Online trading’s popularity has led to stiff competition among forex brokers. Can anyone become an online forex broker today?
In principle, the answer is yes. However, in reality, it is a bit more difficult than it appears in the first place.
Setting up an online brokerage house is fairly straightforward. Many houses are just glad to sell a turnkey solution, and you can even have your own branding.
But for that, one needs to invest, just like when opening any new business. Costs mount and cannot be ignored. Assuming funds are not an issue, what else matters?
Customers do. One needs a sound business plan on how to attract customers, aka traders.
The problem goes beyond attracting traders. It continues to retain them. What good is a trader if, in one month, they no longer trade?
For this reason, a new brokerage house should focus on investing in traders’ success. One way to do so is to offer educational materials, such as webinars or trading literature, and make them available to as many traders as possible.
The retention rate is directly proportional to a trader’s success. The trader will keep pouring funds into a trading account up to a certain point. If success doesn’t follow, the trading activity will decrease in time until, eventually, it will stop.
But the rate of success is very low in FX trading. Hence, brokers fight to attract new traders to the trading game rather than retaining the successful ones. Typically, a successful trader will rarely leave his current broker for fear that other brokers might not offer similar conditions.
Besides customers, a broker needs credibility. The easier way to solve this issue is to become regulated by the local financial authority. This way, traders know that the broker is backed by a financial regulator, and if something happens, the regulator steps in.
However, the regulation comes at a financial cost. It costs a lot of money to become a regulated entity. Moreover, the brokerage house must follow a series of rules to keep its licence active.

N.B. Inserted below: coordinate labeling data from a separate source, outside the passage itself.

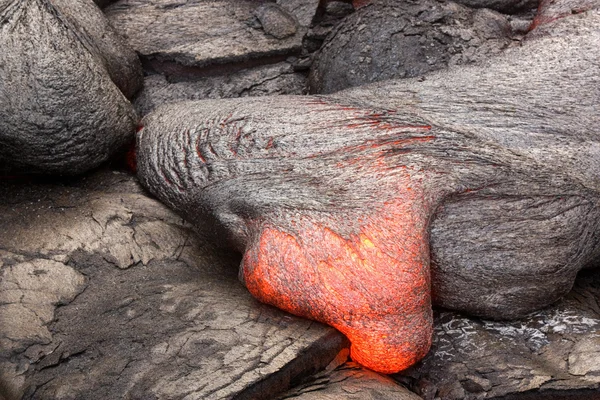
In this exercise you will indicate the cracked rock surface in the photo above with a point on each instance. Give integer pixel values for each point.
(65, 78)
(552, 352)
(279, 78)
(105, 293)
(199, 33)
(389, 39)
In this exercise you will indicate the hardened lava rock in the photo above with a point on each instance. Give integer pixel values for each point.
(337, 202)
(65, 78)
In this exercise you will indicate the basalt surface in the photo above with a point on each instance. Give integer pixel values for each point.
(390, 39)
(65, 78)
(331, 198)
(170, 36)
(105, 293)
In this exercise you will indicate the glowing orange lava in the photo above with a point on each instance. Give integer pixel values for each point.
(372, 285)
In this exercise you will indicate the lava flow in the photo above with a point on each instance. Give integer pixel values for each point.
(373, 286)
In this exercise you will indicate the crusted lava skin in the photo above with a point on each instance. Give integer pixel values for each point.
(331, 198)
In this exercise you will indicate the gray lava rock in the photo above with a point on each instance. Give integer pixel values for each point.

Finally, the type of brokerage house also matters when deciding to become an online forex broker. One can opt for an ECN or STP broker, a market maker, or a hybrid solution. They all come at different costs, and some have ethical problems, such as trading against your clients.
To sum up, the stiff competition in the online trading industry led to increased costs to set up a forex brokerage house. However, as more and more people are interested in trading the Forex market, the potential customer pool is big enough to attract interest in the industry.
While the financial costs of setting up such a business are often prohibitive, it is very lucrative once established and regulated.